From mboxrd@z Thu Jan  1 00:00:00 1970
Return-Path: <linux-kernel-owner@vger.kernel.org>
Received: (majordomo@vger.kernel.org) by vger.kernel.org via listexpand
	id S1755387Ab3B0USQ (ORCPT <rfc822;w@1wt.eu>);
	Wed, 27 Feb 2013 15:18:16 -0500
Received: from mail-vc0-f171.google.com ([209.85.220.171]:54488 "EHLO
	mail-vc0-f171.google.com" rhost-flags-OK-OK-OK-OK) by vger.kernel.org
	with ESMTP id S1752945Ab3B0USP (ORCPT
	<rfc822;linux-kernel@vger.kernel.org>);
	Wed, 27 Feb 2013 15:18:15 -0500
MIME-Version: 1.0
In-Reply-To: <512E6443.9050603@redhat.com>
References: <20130206150403.006e5294@cuia.bos.redhat.com>
	<tip-4aef331850b637169ff036ed231f0d236874f310@git.kernel.org>
	<CA+55aFx6N6SaRN+w=CTXJ=ZSsOE6KeS2R9sT_uhAx9h2j+hjKg@mail.gmail.com>
	<511BE4A3.8050607@redhat.com>
	<CA+55aFycMB7OZGQ54ueQ74C42beDBSdQE_fKJDV=TbjTjr_emg@mail.gmail.com>
	<511C1204.9040608@redhat.com>
	<CA+55aFwxYK-BLH0crhySHaQvAYHOH-VGUi7WTd1aq-24+WTDYw@mail.gmail.com>
	<511C24A6.8020409@redhat.com>
	<CA+55aFws80EEJQskqiP+a5J-HOGu=M1Fe=uCs50ifedVxPxT1Q@mail.gmail.com>
	<512E376D.70105@redhat.com>
	<CA+55aFzPxJ3rfZvAvrP9LxCXfDU8AAVvhMZnP-OAoe-ycc70aw@mail.gmail.com>
	<512E6443.9050603@redhat.com>
Date: Wed, 27 Feb 2013 12:18:13 -0800
X-Google-Sender-Auth: As1Sj_hciKnBk8PiAkjJ03SDYy0
Message-ID: <CA+55aFwHxv9RH75BoXYcwdKeHx+otOOpg9494TTdFwQe3biOhw@mail.gmail.com>
Subject: Re: [tip:core/locking] x86/smp: Move waiting on contended ticket lock
 out of line
From: Linus Torvalds <torvalds@linux-foundation.org>
To: Rik van Riel <riel@redhat.com>
Cc: Ingo Molnar <mingo@kernel.org>, "H. Peter Anvin" <hpa@zytor.com>,
        Linux Kernel Mailing List <linux-kernel@vger.kernel.org>,
        Peter Zijlstra <a.p.zijlstra@chello.nl>, aquini@redhat.com,
        Andrew Morton <akpm@linux-foundation.org>,
        Thomas Gleixner <tglx@linutronix.de>,
        Michel Lespinasse <walken@google.com>,
        linux-tip-commits@vger.kernel.org,
        Steven Rostedt <rostedt@goodmis.org>,
        "Vinod, Chegu" <chegu_vinod@hp.com>, "Low, Jason" <jason.low2@hp.com>
Content-Type: text/plain; charset=UTF-8
Sender: linux-kernel-owner@vger.kernel.org
List-ID: <linux-kernel.vger.kernel.org>
X-Mailing-List: linux-kernel@vger.kernel.org

On Wed, Feb 27, 2013 at 11:53 AM, Rik van Riel <riel@redhat.com> wrote:
>
> If we have two classes of spinlocks, I suspect we would be better
> off making those high-demand spinlocks MCS or LCH locks, which have
> the property that having N+1 CPUs contend on the lock will never
> result in slower aggregate throughput than having N CPUs contend.

I doubt that.

The fancy "no slowdown" locks almost never work in practice. They
scale well by performing really badly for the normal case, either
needing separate allocations or having memory ordering problems
requiring multiple locked cycles.

A spinlock basically needs to have a fast-case that is a single locked
instruction, and all the clever ones tend to fail that simple test.

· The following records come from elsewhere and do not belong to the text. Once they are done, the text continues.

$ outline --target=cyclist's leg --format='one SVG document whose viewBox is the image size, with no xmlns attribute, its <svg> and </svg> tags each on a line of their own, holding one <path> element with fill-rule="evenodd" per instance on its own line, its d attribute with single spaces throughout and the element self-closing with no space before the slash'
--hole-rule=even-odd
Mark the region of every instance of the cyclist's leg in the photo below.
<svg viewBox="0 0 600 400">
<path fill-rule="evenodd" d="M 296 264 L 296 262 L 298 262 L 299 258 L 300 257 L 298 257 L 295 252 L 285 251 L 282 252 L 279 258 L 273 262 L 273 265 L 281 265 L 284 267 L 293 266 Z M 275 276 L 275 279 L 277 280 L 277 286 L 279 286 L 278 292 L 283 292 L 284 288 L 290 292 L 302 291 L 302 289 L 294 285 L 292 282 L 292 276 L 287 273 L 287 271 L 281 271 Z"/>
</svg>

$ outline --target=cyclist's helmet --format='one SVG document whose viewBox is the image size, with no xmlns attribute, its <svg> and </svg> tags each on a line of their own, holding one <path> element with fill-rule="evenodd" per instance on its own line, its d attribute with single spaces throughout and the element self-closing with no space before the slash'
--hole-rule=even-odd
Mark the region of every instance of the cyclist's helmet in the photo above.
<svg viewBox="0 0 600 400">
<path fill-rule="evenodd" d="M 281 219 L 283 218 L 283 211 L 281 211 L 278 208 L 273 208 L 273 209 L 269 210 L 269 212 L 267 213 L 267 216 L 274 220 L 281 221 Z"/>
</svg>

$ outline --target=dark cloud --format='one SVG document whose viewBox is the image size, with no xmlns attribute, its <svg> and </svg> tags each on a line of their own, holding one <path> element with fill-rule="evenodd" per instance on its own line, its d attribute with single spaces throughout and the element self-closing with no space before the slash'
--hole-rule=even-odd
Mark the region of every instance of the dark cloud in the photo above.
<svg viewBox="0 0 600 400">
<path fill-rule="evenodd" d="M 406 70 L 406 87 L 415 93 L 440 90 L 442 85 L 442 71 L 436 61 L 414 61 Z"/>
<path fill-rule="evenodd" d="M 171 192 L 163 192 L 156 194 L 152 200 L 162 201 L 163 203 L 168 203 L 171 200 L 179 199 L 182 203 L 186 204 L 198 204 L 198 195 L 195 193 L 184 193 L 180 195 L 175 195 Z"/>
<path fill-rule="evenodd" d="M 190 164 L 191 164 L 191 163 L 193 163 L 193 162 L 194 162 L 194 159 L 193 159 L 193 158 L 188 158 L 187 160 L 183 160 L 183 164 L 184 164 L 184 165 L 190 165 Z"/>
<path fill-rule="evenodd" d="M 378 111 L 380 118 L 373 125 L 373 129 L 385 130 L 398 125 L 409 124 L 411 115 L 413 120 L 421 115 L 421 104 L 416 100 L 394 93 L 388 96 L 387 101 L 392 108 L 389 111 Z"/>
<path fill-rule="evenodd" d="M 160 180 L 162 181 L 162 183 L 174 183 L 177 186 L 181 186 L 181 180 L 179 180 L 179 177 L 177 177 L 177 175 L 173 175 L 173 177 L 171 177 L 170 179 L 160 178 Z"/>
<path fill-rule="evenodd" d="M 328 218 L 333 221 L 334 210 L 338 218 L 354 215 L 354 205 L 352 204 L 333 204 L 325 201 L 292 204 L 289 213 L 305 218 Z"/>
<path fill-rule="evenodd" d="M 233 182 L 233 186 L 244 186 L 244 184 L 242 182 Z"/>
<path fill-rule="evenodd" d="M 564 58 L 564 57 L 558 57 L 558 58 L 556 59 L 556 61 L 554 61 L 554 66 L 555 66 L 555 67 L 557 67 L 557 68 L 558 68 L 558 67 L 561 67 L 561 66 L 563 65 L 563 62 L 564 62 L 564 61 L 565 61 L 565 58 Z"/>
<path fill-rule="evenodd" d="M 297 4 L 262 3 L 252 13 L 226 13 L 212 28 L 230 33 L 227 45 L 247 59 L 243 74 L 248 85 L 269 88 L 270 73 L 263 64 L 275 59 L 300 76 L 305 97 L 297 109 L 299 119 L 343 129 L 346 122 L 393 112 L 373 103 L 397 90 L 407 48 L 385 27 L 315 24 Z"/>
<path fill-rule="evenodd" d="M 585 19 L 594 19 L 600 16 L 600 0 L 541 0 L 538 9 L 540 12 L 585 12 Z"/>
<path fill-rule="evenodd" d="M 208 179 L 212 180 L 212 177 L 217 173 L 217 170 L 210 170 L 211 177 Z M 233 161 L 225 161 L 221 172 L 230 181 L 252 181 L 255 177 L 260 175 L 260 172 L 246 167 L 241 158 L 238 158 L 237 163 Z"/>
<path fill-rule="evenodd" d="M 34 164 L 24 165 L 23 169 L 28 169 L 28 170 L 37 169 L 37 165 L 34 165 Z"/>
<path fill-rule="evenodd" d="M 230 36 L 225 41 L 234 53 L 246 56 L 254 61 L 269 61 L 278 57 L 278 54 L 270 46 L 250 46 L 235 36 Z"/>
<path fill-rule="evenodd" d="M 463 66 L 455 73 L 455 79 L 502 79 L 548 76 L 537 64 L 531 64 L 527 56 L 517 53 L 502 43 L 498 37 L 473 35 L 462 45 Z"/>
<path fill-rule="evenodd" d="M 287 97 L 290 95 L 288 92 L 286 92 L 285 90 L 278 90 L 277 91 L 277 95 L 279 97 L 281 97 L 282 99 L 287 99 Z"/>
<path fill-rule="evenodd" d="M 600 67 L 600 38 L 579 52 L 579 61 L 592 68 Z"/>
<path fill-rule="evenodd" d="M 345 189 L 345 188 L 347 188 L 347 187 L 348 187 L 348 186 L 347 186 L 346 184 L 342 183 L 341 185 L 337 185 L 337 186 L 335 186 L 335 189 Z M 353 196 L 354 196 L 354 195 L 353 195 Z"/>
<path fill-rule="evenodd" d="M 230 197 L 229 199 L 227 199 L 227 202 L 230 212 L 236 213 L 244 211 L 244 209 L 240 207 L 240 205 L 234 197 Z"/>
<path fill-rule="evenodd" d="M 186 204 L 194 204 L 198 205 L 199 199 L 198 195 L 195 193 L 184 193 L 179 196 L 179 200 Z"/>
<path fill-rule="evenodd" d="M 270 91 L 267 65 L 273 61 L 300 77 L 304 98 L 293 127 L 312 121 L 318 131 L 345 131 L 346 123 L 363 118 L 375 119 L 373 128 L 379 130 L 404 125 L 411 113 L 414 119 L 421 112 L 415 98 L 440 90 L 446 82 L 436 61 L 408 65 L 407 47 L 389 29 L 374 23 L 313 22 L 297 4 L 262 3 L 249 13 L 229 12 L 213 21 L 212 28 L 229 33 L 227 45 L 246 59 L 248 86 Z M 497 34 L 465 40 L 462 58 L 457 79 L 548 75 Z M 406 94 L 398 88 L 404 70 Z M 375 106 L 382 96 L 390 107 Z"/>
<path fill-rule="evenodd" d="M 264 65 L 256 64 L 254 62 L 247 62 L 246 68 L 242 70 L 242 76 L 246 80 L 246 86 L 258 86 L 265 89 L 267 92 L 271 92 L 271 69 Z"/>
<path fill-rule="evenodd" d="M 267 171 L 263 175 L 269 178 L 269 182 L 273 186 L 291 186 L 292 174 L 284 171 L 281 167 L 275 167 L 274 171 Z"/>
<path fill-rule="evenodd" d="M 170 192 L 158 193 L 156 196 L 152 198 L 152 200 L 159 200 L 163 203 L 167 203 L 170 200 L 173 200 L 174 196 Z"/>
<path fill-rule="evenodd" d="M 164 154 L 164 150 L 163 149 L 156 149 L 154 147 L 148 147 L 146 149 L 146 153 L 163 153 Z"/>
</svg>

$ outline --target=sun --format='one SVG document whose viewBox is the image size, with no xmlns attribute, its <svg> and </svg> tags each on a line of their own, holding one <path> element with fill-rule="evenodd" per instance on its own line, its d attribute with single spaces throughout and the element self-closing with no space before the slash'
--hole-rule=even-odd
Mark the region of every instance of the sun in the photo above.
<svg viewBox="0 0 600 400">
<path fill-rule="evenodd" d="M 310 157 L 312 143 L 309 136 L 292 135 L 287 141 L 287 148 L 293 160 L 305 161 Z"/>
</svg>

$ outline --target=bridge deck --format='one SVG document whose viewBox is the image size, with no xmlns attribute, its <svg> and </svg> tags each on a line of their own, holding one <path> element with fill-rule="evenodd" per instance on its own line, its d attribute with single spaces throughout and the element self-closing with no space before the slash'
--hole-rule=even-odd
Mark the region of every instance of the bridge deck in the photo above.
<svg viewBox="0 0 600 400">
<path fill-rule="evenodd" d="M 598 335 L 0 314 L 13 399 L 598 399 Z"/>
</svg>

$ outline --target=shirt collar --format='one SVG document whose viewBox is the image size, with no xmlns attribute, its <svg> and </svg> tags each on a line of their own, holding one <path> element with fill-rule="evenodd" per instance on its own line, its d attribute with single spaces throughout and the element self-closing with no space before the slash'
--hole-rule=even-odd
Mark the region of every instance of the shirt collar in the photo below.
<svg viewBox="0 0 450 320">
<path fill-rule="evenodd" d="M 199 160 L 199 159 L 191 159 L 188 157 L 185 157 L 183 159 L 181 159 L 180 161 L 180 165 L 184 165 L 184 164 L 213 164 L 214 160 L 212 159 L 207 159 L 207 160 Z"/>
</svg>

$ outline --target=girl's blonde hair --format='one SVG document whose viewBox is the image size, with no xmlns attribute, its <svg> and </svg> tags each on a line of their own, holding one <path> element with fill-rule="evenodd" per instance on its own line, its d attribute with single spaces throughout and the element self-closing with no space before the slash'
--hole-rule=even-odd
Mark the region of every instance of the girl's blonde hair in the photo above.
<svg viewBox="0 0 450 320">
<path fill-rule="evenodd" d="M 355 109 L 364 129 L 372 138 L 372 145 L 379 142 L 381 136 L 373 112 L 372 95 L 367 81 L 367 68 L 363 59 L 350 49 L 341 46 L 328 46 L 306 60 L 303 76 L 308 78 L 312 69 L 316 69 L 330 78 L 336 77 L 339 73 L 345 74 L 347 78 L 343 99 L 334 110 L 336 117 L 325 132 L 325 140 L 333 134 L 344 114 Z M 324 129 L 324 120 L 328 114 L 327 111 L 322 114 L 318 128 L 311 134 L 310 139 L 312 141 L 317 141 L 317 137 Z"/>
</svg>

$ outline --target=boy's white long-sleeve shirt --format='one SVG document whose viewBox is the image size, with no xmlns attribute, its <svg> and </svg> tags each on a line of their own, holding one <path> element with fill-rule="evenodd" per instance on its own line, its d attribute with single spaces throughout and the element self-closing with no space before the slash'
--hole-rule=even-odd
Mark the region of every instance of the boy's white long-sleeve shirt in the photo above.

> I can certainly take profiles of various workloads, but there is
> absolutely no guarantee that I will see the same bottlenecks that
> eg. the people at HP have seen. The largest test system I currently
> have access to has 40 cores, vs. the 80 cores in the (much more
> interesting) HP results I pasted.
>
> Would you also be interested in performance numbers (and profiles)
> of a kernel that has bottleneck spinlocks replaced with MCS locks?

MCS locks don't even work, last time I saw. They need that extra lock
holder allocation, which forces people to have different calling
conventions, and is just a pain. Or am I confusing them with something
else?

They might work for the special cases like the sleeping locks, which
have one or two places that take and release the lock, but not for the
generic spinlock.

Also, it might be worth trying current git - if it's a rwsem that is
implicated, the new lock stealing might be a win.

So before even trying anything fancy, just basic profiles would be
good to see which lock it is. Many of the really bad slowdowns are
actually about the timing details of the sleeping locks (do *not*
enable lock debugging etc for profiling, you want the mutex spinning
code to be active, for example).

                   Linus